We rode down the muddy singletrack at the head of the canyon containing Relay Creek. At first an up-and-down track through soggy meadows, it hardened up and became a super-fast bombing run gradually descending about 2000′ over some 10 miles. The scenery to our right was amazing. Eventually our red-hot descending singletrack merged with a dirt road, which continued going downwards with some gentle climbs mixed in. Climbing seemed easy now, with the added oxygen. We kept on going, maybe another 6 miles or so, to our lunch spot, after which another bombing descent down the road took us to the uphill “back side” of Durango Mountain Resort, a ski area formerly known by the less PC-ish name of Purgatory, which boasts a great MTB loop that formed the basis of the 1990 World Championship MTB Course. We rode maybe 1/3 of this loop, mostly in a downhill direction. It was lots of fun, and pretty challenging terrain, although (apart from the length of the descents) nothing you wouldn’t see in a nasty technical section of Lynn Woods. At the bottom of this run, approaching the ski lodge headquarters, the very last descending pitch terminated in a series of whoop-de-doo bumps. These proved to be Frank 2’s (the doctor’s) undoing for the day: he took them at speed, and flew off his bike while doing the last one. No one really saw exactly what happened, but having ridden the same bumps myself, it was a fair guess that he didn’t unweight on the ramp up to the bump and got his rear wheel kicked up in the air. He got scraped up really badly, but mercifully he wasn’t hurt any worse than that. Nonetheless he was pretty shaken up and didn’t ride the rest of the day.

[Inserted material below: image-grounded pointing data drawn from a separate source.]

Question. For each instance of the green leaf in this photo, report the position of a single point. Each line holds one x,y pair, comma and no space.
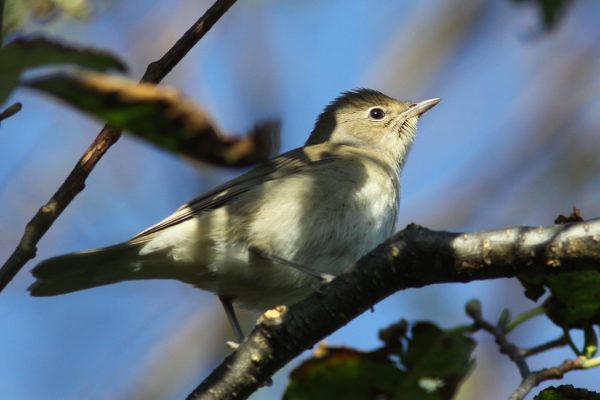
432,367
575,299
20,13
25,53
160,115
566,392
343,373
434,355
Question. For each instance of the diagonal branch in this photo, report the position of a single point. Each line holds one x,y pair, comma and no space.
413,258
75,182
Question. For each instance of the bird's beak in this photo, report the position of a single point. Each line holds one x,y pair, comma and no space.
416,109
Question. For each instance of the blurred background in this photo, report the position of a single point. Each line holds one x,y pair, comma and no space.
515,141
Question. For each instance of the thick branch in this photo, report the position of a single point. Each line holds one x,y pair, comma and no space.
413,258
75,182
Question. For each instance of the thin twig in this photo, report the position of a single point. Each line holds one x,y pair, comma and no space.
537,377
558,342
1,22
506,347
75,182
10,111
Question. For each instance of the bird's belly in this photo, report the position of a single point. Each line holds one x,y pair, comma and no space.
320,237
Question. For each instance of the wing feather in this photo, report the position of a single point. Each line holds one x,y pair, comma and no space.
289,163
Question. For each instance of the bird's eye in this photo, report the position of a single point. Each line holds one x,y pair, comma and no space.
376,113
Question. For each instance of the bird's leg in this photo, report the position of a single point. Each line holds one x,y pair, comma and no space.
322,278
233,322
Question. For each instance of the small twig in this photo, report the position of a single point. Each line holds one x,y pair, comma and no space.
558,342
75,182
506,347
1,21
537,377
10,111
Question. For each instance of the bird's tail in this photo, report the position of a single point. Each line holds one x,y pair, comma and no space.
88,269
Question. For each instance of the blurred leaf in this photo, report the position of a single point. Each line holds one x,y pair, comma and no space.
566,392
19,13
344,374
24,53
433,365
574,300
551,11
159,114
437,356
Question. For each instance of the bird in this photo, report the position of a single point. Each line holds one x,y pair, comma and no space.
263,238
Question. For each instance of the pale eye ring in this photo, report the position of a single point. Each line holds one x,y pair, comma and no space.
376,113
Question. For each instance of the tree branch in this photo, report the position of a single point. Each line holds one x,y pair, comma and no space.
75,182
535,378
412,258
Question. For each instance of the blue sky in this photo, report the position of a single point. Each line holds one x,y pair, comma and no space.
513,142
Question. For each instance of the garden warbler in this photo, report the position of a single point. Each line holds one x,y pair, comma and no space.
259,240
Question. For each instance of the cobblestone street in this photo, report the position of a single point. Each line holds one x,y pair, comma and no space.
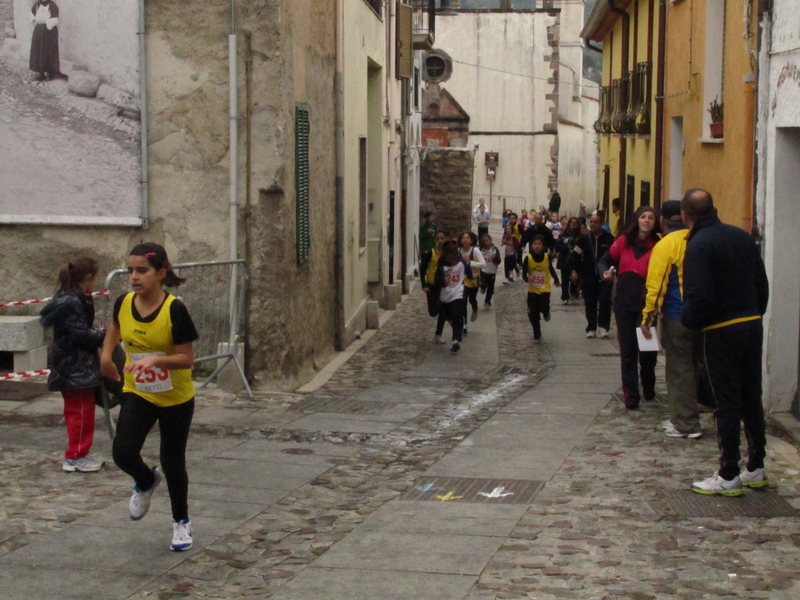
510,470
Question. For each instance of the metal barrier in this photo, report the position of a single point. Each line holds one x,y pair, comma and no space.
214,294
500,202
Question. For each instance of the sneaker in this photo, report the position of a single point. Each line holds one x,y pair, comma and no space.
757,478
85,464
716,485
140,501
672,432
181,535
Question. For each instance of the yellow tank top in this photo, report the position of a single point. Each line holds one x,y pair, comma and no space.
430,274
538,275
159,386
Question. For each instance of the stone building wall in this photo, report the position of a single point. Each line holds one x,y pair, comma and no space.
446,188
293,60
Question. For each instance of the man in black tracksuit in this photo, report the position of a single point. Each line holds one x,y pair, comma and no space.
725,295
589,249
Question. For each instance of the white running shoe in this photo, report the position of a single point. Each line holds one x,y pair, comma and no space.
140,501
756,479
181,535
716,485
85,464
672,432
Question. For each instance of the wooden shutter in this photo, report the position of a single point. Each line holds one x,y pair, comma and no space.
302,131
404,54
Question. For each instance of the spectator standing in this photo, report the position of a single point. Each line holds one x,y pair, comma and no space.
725,295
590,248
630,255
665,301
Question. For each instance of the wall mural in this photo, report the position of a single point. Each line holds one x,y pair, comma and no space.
70,112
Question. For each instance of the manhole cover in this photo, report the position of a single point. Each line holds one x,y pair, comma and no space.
762,504
298,451
21,391
485,491
342,405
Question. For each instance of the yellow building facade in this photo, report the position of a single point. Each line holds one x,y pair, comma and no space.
629,135
709,58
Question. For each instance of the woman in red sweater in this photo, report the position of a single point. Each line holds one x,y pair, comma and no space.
630,255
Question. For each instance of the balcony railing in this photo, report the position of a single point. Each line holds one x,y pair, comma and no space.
424,23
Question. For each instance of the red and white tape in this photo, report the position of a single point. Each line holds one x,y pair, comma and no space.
41,300
24,374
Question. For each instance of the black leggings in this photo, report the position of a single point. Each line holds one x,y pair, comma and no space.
136,418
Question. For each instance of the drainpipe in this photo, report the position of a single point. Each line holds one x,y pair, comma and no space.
660,82
623,146
233,119
340,232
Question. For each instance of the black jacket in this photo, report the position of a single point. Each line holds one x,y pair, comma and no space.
723,275
73,358
589,249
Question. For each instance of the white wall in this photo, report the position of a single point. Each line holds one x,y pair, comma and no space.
778,206
100,35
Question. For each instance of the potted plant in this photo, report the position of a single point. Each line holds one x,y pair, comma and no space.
717,112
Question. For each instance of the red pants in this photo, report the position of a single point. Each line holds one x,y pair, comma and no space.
79,416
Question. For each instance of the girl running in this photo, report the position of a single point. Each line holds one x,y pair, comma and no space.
158,334
427,270
74,369
538,272
491,256
511,245
471,254
450,276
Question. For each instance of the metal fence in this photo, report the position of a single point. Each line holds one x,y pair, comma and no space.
214,294
499,203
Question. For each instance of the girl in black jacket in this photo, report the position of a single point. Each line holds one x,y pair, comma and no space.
73,362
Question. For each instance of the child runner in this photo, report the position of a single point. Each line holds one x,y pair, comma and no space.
158,333
511,244
427,272
471,254
450,276
74,369
538,272
491,256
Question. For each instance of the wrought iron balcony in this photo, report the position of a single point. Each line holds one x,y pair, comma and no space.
424,23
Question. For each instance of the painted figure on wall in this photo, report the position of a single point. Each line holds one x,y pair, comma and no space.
44,41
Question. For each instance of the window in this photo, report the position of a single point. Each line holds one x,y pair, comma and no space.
437,66
362,192
301,177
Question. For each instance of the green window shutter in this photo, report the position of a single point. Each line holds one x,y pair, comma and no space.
302,131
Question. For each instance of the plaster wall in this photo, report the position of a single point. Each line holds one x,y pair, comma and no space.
293,44
100,35
778,216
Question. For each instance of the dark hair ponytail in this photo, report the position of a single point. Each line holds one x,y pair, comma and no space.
73,274
157,257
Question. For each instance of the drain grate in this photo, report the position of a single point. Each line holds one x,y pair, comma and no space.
346,406
763,504
485,491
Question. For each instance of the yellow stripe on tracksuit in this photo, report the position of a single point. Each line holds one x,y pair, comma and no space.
669,251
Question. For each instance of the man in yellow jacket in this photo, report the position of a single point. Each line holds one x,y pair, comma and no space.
665,299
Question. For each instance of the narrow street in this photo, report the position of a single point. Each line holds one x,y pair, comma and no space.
506,471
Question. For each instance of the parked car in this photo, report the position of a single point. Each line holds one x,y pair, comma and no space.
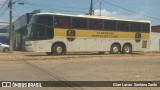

While Frank 2 was cleaning up, we lazed around at the resort, looking at civilization (or something purporting to resemble it) for the first time in several days. There being no skiing in July, and few bikers besides us, most people seemed to be there to shop, eat, or just take the ski left up to the top for something to do. It was sort of mall-like and weird. Many tourists seemed to be a) obese and b) from Texas.

We took the ski lift up to the top of the mountain with our bikes, and rode (mostly) down the back side of the resort again through a series of gorgeous rocky singletracks carving through the hills. One more screaming multi-mile dirt road descent later, we were at our final campground of the trip: beautiful Hermosa Park, on a small rocky mini-plateau rising above a meadow through which flowed the calm, meandering headwaters of Hermosa Creek. I bathed in it, which was a glorious experience. Nearby, a smaller tributary creek joined it. Looking at the map later, I saw that this was in fact Relay Creek: we had ridden its entire length, from beginning to end.

We were all a little conscious, I think, that this was our last night together. We sat around the campfire for a long time. I coaxed Scott into telling some stories about his fascinating experiences as a caver working on a series of expeditions to the Huautla Cave system in Oaxaca, one of the deepest cave systems in the world. Listening to these tales, our mountain biking tour suddenly seemed like a little trip down the block to the supermarket.